In the first six months of 2025, U.S. and Canada-based startups through the seed to growth stages received $145 billion in investments. While this is good news for tech entrepreneurs, you may be wondering exactly how to position your business to appeal to investors so you can continue to scale.

Following the venture stage, the growth stage of a tech startup is often characterized by product expansion, optimized operations and increased market penetration. As you continue to leverage your existing customer base to open new market opportunities, growth equity becomes a vital source of funding to sustain momentum. The strategies below will help you prepare for all this stage holds, from pursuing additional capital raises to scaling your infrastructure.

Understanding where your company fits along the startup lifecycle and identifying the main concerns and goals for each stage can help you strategize for success.

Growth Equity Stage Key Elements

  • Typically occurs when the company has hit $8M in annual recurring revenue (ARR), and can last up to $200M ARR
  • Priorities include scaling operations, growing into new markets and maintaining long-term profitability
  • Will continue to raise funds from diverse sources

Key Considerations for Tech Startups in the Growth Equity Stage

Expanding Your Market Reach 

At this point, you have a commercially viable product and an established customer base. Scaling is now the priority and is often achieved by launching additional product lines that complement your core offering. Your startup may look toward expanding geographically and targeting new customer segments.

Additionally, market expansion requires investments in sales and marketing teams to strengthen brand presence and recognition. You will need to recruit specialized talent to reinforce this expanded reach, including experienced sales and marketing leaders.

To support these efforts, research:

  • Customer acquisition trends
  • Data behind customer behavior
  • Buyer profiles
  • Successful market segments

Tech companies can also drive growth by leveraging their existing customer base. Strategies include upselling, cross-selling, pursuing partnerships, and enhancing customer engagement through personalized experiences and loyalty programs.

Scaling Operations

To sustain a growing market share and long-term profitability, you will need to continue prioritizing a stable, efficient operational infrastructure. The growth equity stage requires continual improvement in your company’s infrastructure, as minor inefficiencies can quickly become significant roadblocks as you scale and hire more employees. Startups should focus on streamlining processes, optimizing supply chains and investing in technology to enhance productivity and reduce costs.

During the venture stage, you likely invested in the tax and finance arm of your business. Continue to work toward operational efficiency in order to more effectively navigate financial complexities, such as research and development (R&D) tax credits and multi-state income tax. Optimizing business structure will also be critical as you invest in the sales and marketing departments to help fuel expansion.

Utilizing advanced analytics tools can help you scale your operations and have a more comprehensive view of the business performance. Implementing or updating your enterprise resource planning (ERP) system can also enhance visibility into financials and offer real-time data.

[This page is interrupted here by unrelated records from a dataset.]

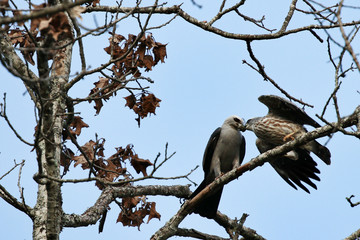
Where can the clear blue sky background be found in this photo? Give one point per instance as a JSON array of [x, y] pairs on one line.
[[203, 82]]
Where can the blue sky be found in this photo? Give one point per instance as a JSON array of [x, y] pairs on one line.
[[202, 82]]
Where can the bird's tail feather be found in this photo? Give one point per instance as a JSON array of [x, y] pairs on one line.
[[322, 152], [207, 207]]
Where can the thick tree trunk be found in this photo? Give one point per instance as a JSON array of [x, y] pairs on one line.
[[48, 210]]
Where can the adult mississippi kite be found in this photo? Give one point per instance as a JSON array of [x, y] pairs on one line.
[[284, 122], [225, 150]]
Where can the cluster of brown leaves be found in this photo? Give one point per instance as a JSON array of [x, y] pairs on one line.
[[133, 209], [103, 90], [133, 216], [111, 169], [54, 28], [143, 105], [133, 53], [75, 127]]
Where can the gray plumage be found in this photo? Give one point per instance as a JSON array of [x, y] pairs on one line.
[[283, 123], [225, 150]]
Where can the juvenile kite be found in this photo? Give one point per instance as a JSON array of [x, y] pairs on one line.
[[225, 150], [284, 122]]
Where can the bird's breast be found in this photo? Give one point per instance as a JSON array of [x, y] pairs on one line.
[[228, 149]]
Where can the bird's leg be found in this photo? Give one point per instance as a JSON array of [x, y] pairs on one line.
[[290, 136]]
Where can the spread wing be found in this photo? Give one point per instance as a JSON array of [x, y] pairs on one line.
[[294, 172], [283, 108]]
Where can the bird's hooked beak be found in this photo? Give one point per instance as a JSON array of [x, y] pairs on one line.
[[242, 127]]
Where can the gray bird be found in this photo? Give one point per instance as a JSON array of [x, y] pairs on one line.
[[224, 151], [284, 122]]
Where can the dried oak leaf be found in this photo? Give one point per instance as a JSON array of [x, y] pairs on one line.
[[150, 103], [28, 54], [88, 149], [148, 62], [159, 52], [16, 36], [65, 159], [130, 219], [76, 11], [130, 101], [56, 26], [109, 171], [130, 202], [78, 124], [140, 164], [35, 22], [98, 105], [101, 92], [4, 4], [153, 213]]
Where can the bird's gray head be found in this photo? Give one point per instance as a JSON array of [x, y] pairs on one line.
[[251, 122], [235, 122]]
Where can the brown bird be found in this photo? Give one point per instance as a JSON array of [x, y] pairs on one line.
[[284, 122]]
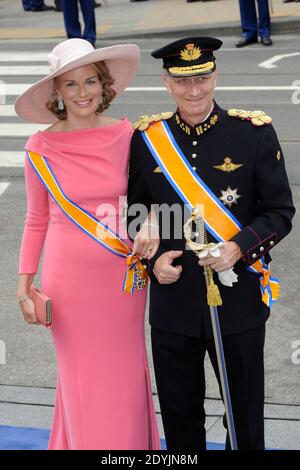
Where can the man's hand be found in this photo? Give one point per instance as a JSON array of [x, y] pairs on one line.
[[163, 269], [230, 254]]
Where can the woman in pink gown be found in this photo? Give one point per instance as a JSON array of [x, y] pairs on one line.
[[103, 396]]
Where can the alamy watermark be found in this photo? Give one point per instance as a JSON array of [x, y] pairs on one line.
[[296, 93], [2, 92], [296, 353], [2, 353]]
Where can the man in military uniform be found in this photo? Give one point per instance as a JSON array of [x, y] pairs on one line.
[[233, 159]]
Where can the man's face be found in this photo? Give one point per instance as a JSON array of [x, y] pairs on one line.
[[193, 95]]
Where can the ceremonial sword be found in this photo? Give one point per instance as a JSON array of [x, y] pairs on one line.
[[213, 300]]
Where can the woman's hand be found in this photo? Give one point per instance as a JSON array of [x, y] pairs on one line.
[[27, 307], [147, 240]]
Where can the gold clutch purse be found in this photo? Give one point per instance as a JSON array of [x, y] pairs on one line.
[[43, 307]]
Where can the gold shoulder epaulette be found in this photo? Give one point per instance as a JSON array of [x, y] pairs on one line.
[[144, 122], [257, 118]]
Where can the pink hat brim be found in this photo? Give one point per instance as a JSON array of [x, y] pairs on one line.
[[121, 60]]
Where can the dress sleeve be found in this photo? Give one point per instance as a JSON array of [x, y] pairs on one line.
[[36, 222]]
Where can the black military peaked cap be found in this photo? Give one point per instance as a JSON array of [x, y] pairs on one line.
[[189, 56]]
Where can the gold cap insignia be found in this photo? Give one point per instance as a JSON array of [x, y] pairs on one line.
[[144, 122], [257, 118], [228, 166], [191, 52]]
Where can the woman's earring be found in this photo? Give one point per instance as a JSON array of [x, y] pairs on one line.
[[60, 103]]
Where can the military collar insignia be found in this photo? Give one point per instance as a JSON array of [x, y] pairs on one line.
[[229, 196], [144, 122], [191, 52], [200, 129], [228, 166], [257, 118]]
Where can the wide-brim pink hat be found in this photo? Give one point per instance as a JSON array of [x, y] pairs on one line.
[[121, 60]]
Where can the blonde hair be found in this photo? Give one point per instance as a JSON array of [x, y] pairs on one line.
[[108, 93]]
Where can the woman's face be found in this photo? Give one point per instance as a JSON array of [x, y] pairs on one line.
[[81, 91]]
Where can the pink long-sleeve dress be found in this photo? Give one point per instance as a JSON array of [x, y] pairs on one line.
[[103, 395]]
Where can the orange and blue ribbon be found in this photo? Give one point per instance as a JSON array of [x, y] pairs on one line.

Securing Additional Investments 

It goes without saying that as you grow your product line and scale your operations, your company will need more cash. Raising capital continues to be a priority during the growth stage, and startups often move to Series B and C rounds. Funding may come from venture capital, private equity (PE) firms, growth equity or corporate investors.

Securing growth equity is common during this stage, as it’s a form of PE investment focused on providing capital to mature startups poised for significant expansion. Unlike venture capital, which targets early-stage companies, growth equity supports businesses with established revenue streams and proven business models.

Preparing for the Later Stage

As you continue to expand and scale, your business will move toward the later stage, the final phase of the startup lifecycle. A strong leadership team is vital for navigating a company through rapid growth. To prepare for the later stage and a potential exit, prioritize hiring experienced executives who can drive strategic initiatives and foster a culture of innovation.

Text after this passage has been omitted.